Myelin Research Spinal Cord MS Multiple Sclerosis

Study Shows Promise In Repairing Damaged Myelin

A scientific breakthrough provides new hope for millions of people living with multiple sclerosis. Researchers at Oregon Health & Science University have developed a compound that stimulates repair of the protective sheath that covers nerve cells in the brain and spinal cord.

“A scientific breakthrough provides new hope for millions of people living with multiple sclerosis. Researchers at Oregon Health & Science University have developed a compound that stimulates repair of the protective sheath that covers nerve cells in the brain and spinal cord.”

The discovery, involving mice genetically engineered to mimic multiple sclerosis, published in the journal JCI Insight.
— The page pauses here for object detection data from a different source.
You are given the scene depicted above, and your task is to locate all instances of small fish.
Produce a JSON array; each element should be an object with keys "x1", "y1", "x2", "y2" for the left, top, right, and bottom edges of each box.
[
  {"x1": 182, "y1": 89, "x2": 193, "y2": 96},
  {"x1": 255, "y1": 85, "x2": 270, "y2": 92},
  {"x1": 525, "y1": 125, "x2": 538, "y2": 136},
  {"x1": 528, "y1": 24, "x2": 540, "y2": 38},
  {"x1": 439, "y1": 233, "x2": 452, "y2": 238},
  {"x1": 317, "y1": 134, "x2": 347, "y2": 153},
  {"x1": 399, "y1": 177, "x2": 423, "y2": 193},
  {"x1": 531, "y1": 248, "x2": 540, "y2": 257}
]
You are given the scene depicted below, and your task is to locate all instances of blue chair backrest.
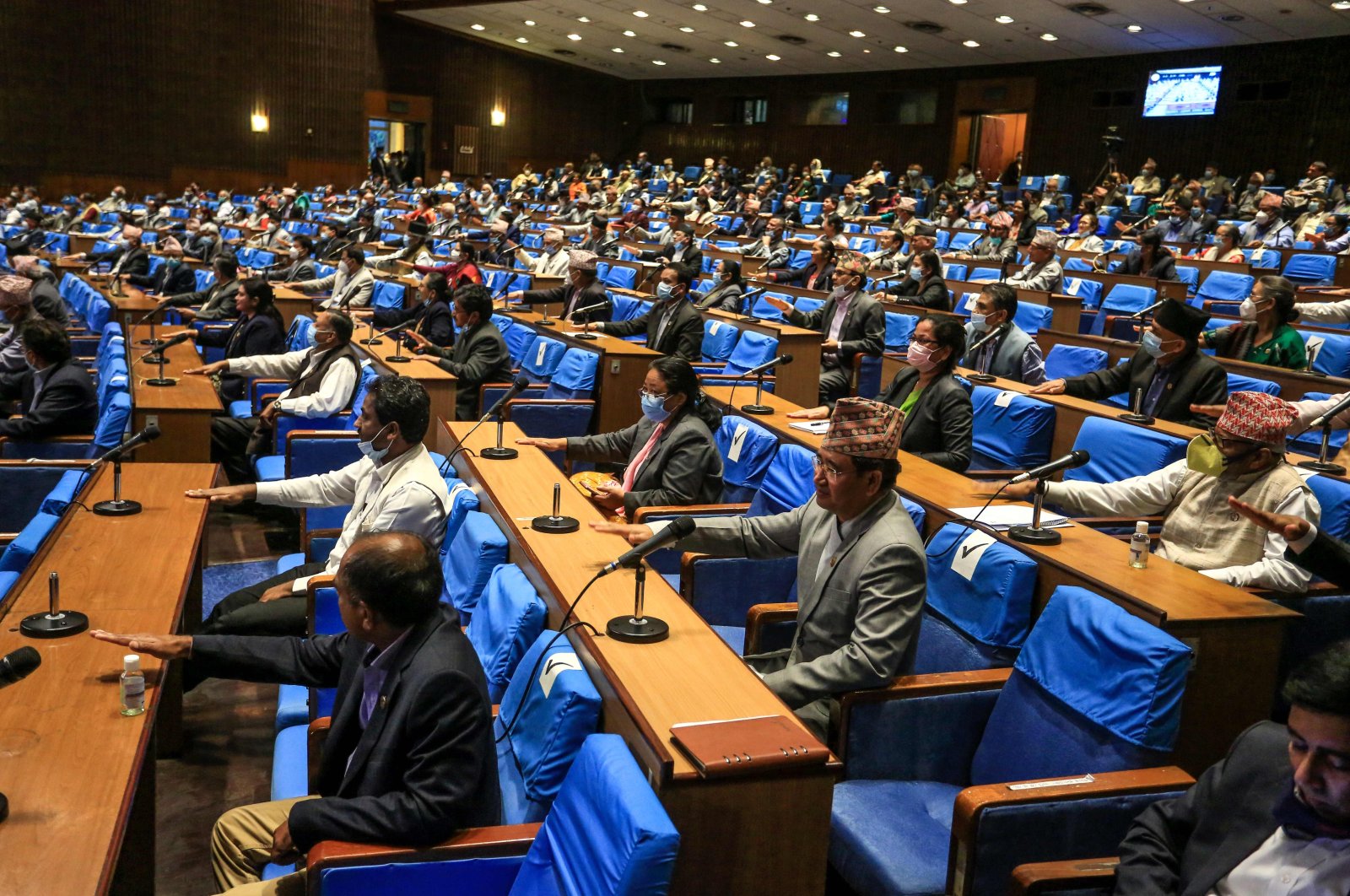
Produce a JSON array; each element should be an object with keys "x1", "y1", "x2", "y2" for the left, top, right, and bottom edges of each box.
[
  {"x1": 440, "y1": 510, "x2": 506, "y2": 618},
  {"x1": 520, "y1": 336, "x2": 567, "y2": 383},
  {"x1": 464, "y1": 563, "x2": 548, "y2": 703},
  {"x1": 970, "y1": 386, "x2": 1055, "y2": 470},
  {"x1": 1045, "y1": 344, "x2": 1107, "y2": 379},
  {"x1": 1195, "y1": 271, "x2": 1257, "y2": 304},
  {"x1": 1228, "y1": 374, "x2": 1280, "y2": 396},
  {"x1": 713, "y1": 414, "x2": 779, "y2": 504},
  {"x1": 544, "y1": 348, "x2": 599, "y2": 399},
  {"x1": 970, "y1": 586, "x2": 1191, "y2": 784},
  {"x1": 914, "y1": 522, "x2": 1040, "y2": 675},
  {"x1": 493, "y1": 632, "x2": 599, "y2": 824},
  {"x1": 745, "y1": 444, "x2": 815, "y2": 517},
  {"x1": 509, "y1": 734, "x2": 679, "y2": 896},
  {"x1": 1064, "y1": 417, "x2": 1186, "y2": 483},
  {"x1": 702, "y1": 320, "x2": 741, "y2": 360},
  {"x1": 726, "y1": 329, "x2": 778, "y2": 374}
]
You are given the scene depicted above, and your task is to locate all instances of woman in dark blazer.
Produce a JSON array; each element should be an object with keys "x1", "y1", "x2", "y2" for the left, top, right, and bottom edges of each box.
[
  {"x1": 517, "y1": 356, "x2": 722, "y2": 518},
  {"x1": 178, "y1": 277, "x2": 286, "y2": 402},
  {"x1": 354, "y1": 274, "x2": 455, "y2": 348},
  {"x1": 694, "y1": 261, "x2": 745, "y2": 315}
]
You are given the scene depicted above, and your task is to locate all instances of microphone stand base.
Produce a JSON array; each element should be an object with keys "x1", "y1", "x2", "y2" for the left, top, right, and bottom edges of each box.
[
  {"x1": 529, "y1": 517, "x2": 582, "y2": 536},
  {"x1": 93, "y1": 498, "x2": 140, "y2": 517},
  {"x1": 1299, "y1": 460, "x2": 1346, "y2": 477},
  {"x1": 19, "y1": 610, "x2": 89, "y2": 639},
  {"x1": 605, "y1": 615, "x2": 671, "y2": 644},
  {"x1": 1008, "y1": 526, "x2": 1064, "y2": 547}
]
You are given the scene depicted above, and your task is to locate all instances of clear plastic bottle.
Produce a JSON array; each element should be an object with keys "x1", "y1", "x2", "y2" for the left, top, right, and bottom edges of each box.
[
  {"x1": 117, "y1": 653, "x2": 146, "y2": 715},
  {"x1": 1130, "y1": 520, "x2": 1149, "y2": 569}
]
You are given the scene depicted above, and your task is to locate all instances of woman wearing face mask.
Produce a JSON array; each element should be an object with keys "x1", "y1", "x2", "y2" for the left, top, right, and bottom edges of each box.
[
  {"x1": 517, "y1": 358, "x2": 722, "y2": 520},
  {"x1": 413, "y1": 239, "x2": 483, "y2": 293},
  {"x1": 1200, "y1": 277, "x2": 1308, "y2": 370},
  {"x1": 1060, "y1": 212, "x2": 1105, "y2": 252},
  {"x1": 788, "y1": 315, "x2": 974, "y2": 472},
  {"x1": 694, "y1": 261, "x2": 745, "y2": 315}
]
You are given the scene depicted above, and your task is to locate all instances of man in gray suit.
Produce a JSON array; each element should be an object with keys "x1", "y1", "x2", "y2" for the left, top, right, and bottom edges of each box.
[{"x1": 591, "y1": 398, "x2": 927, "y2": 739}]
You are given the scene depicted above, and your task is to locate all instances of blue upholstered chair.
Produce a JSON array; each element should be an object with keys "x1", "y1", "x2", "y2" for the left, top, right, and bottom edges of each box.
[{"x1": 830, "y1": 587, "x2": 1191, "y2": 894}]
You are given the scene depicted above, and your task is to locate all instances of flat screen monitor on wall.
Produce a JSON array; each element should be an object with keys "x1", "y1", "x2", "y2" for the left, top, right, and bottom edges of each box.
[{"x1": 1143, "y1": 65, "x2": 1223, "y2": 119}]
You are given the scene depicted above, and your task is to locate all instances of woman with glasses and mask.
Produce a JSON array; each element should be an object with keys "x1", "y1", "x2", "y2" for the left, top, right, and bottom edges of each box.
[
  {"x1": 1200, "y1": 277, "x2": 1308, "y2": 370},
  {"x1": 788, "y1": 315, "x2": 975, "y2": 472},
  {"x1": 516, "y1": 358, "x2": 722, "y2": 520}
]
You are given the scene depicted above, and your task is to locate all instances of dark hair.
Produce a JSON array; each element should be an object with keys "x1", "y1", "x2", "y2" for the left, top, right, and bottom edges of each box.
[
  {"x1": 324, "y1": 309, "x2": 356, "y2": 345},
  {"x1": 19, "y1": 317, "x2": 70, "y2": 364},
  {"x1": 239, "y1": 277, "x2": 286, "y2": 329},
  {"x1": 367, "y1": 374, "x2": 430, "y2": 444},
  {"x1": 646, "y1": 355, "x2": 722, "y2": 429},
  {"x1": 338, "y1": 534, "x2": 446, "y2": 629},
  {"x1": 980, "y1": 283, "x2": 1017, "y2": 321},
  {"x1": 1257, "y1": 275, "x2": 1299, "y2": 324},
  {"x1": 1284, "y1": 641, "x2": 1350, "y2": 715},
  {"x1": 915, "y1": 315, "x2": 965, "y2": 374},
  {"x1": 455, "y1": 283, "x2": 493, "y2": 321}
]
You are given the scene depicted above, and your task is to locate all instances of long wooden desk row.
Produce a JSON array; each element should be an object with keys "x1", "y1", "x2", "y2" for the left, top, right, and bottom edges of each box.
[
  {"x1": 709, "y1": 389, "x2": 1298, "y2": 775},
  {"x1": 0, "y1": 463, "x2": 214, "y2": 896},
  {"x1": 441, "y1": 423, "x2": 839, "y2": 896}
]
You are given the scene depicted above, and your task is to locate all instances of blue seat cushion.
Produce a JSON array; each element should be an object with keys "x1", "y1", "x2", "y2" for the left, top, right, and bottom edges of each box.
[{"x1": 830, "y1": 781, "x2": 961, "y2": 896}]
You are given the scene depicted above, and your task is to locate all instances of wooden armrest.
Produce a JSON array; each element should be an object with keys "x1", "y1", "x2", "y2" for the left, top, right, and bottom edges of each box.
[
  {"x1": 1012, "y1": 857, "x2": 1120, "y2": 896},
  {"x1": 633, "y1": 504, "x2": 751, "y2": 524}
]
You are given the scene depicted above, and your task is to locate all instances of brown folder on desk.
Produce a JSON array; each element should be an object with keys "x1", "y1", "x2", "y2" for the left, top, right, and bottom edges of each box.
[{"x1": 671, "y1": 715, "x2": 829, "y2": 777}]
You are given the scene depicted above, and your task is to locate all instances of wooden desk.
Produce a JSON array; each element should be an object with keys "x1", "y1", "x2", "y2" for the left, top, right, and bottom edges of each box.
[
  {"x1": 709, "y1": 389, "x2": 1298, "y2": 775},
  {"x1": 699, "y1": 309, "x2": 821, "y2": 408},
  {"x1": 500, "y1": 310, "x2": 662, "y2": 432},
  {"x1": 448, "y1": 423, "x2": 839, "y2": 896},
  {"x1": 0, "y1": 463, "x2": 216, "y2": 896},
  {"x1": 127, "y1": 325, "x2": 223, "y2": 463}
]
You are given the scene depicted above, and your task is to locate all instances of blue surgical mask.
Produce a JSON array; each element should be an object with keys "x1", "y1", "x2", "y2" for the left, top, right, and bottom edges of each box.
[
  {"x1": 643, "y1": 394, "x2": 671, "y2": 424},
  {"x1": 356, "y1": 424, "x2": 394, "y2": 464}
]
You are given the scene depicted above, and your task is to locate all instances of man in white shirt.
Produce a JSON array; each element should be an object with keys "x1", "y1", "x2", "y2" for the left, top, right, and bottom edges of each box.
[
  {"x1": 1115, "y1": 641, "x2": 1350, "y2": 896},
  {"x1": 187, "y1": 374, "x2": 450, "y2": 669},
  {"x1": 192, "y1": 311, "x2": 360, "y2": 482},
  {"x1": 1004, "y1": 391, "x2": 1321, "y2": 594}
]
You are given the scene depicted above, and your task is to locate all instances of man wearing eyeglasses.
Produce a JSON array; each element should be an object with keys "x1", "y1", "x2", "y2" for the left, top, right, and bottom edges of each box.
[
  {"x1": 591, "y1": 398, "x2": 927, "y2": 739},
  {"x1": 1003, "y1": 391, "x2": 1321, "y2": 592}
]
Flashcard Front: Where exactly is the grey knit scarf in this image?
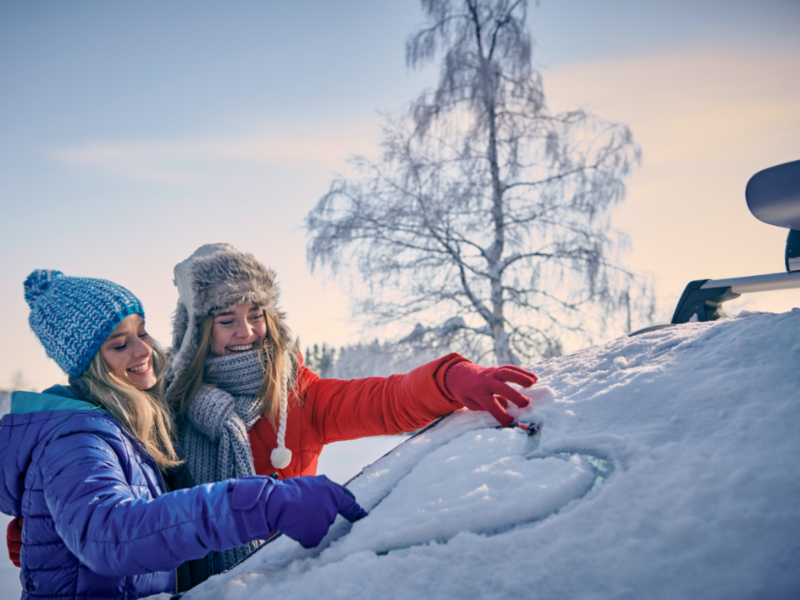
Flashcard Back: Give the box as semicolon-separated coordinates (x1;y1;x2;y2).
181;351;264;574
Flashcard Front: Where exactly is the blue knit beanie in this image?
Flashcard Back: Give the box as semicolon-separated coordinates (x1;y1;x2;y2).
25;269;144;375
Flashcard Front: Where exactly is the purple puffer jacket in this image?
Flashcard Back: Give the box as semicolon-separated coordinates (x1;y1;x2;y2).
0;386;274;600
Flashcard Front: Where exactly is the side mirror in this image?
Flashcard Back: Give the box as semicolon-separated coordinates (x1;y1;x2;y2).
744;160;800;230
744;160;800;272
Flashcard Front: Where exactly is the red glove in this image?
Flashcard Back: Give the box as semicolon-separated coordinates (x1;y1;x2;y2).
6;517;22;567
444;362;537;426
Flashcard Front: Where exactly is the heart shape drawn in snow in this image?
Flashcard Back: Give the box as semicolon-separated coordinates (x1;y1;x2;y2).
331;428;605;554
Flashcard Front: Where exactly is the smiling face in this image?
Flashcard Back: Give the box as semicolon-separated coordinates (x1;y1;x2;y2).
211;302;267;356
100;315;157;390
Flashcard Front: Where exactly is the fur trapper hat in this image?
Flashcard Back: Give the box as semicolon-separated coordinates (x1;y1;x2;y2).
170;244;297;468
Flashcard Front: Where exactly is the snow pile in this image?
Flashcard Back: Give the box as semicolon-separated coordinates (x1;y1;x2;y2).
175;310;800;600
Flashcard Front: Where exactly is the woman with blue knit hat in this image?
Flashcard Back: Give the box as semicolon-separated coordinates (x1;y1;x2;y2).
0;270;366;600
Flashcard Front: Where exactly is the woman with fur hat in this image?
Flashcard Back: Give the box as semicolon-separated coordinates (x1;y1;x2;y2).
0;270;366;600
167;244;536;572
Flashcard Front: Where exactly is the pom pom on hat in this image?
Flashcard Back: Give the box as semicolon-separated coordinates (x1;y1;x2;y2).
25;269;64;308
269;446;292;469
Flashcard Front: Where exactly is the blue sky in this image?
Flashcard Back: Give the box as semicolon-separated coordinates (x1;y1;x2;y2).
0;0;800;388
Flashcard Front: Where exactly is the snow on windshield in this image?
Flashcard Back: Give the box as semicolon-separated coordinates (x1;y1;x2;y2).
177;309;800;600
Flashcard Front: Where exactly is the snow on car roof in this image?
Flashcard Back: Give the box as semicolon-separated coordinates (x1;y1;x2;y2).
184;309;800;600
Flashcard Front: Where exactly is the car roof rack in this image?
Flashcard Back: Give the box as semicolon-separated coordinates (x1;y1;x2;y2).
630;160;800;336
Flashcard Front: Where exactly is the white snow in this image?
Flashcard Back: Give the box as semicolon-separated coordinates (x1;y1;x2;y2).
184;311;800;600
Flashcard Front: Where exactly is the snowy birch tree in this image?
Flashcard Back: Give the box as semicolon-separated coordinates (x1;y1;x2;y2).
306;0;641;364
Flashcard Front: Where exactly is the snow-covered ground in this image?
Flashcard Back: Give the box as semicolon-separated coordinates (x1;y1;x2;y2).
6;310;800;600
184;310;800;600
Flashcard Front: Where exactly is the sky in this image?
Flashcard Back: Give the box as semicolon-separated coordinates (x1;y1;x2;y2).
0;0;800;389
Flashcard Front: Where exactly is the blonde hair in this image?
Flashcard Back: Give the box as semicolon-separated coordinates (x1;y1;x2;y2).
77;344;183;470
167;310;295;427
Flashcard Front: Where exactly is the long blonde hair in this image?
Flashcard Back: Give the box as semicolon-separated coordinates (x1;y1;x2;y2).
75;344;183;470
167;310;295;427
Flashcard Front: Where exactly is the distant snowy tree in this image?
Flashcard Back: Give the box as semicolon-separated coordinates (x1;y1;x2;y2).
329;340;447;379
306;0;648;364
303;343;336;377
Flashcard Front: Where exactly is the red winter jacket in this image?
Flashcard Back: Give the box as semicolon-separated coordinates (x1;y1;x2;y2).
249;354;466;478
MS is a chronic condition that affects an estimated 2.3 million people worldwide. In MS, the sheath covering nerve fibers in the brain and spinal cord becomes damaged, slowing or blocking electrical signals from reaching the eyes, muscles and other parts of the body. This sheath is called myelin. Although myelin can regrow through exposure to thyroid hormones, researchers have not pursued thyroid hormone therapies due to unacceptable side effects.


Although several treatments and medications alleviate the symptoms of MS, there is no cure.


"There are no drugs available today that will re-myelinate the de-myelinated axons and nerve fibers, and ours does that," said senior author Tom Scanlan, Ph.D., professor of physiology and pharmacology in the OHSU School of Medicine.


Co-author Dennis Bourdette, M.D., chair of neurology in the OHSU School of Medicine and director of the OHSU Multiple Sclerosis Center, said he expects it will be a few years before the compound advances to the stage of a clinical trial involving people. Yet the study provides fresh hope for patients in Oregon and beyond.


"It could have a significant impact on patients debilitated by MS," Bourdette said.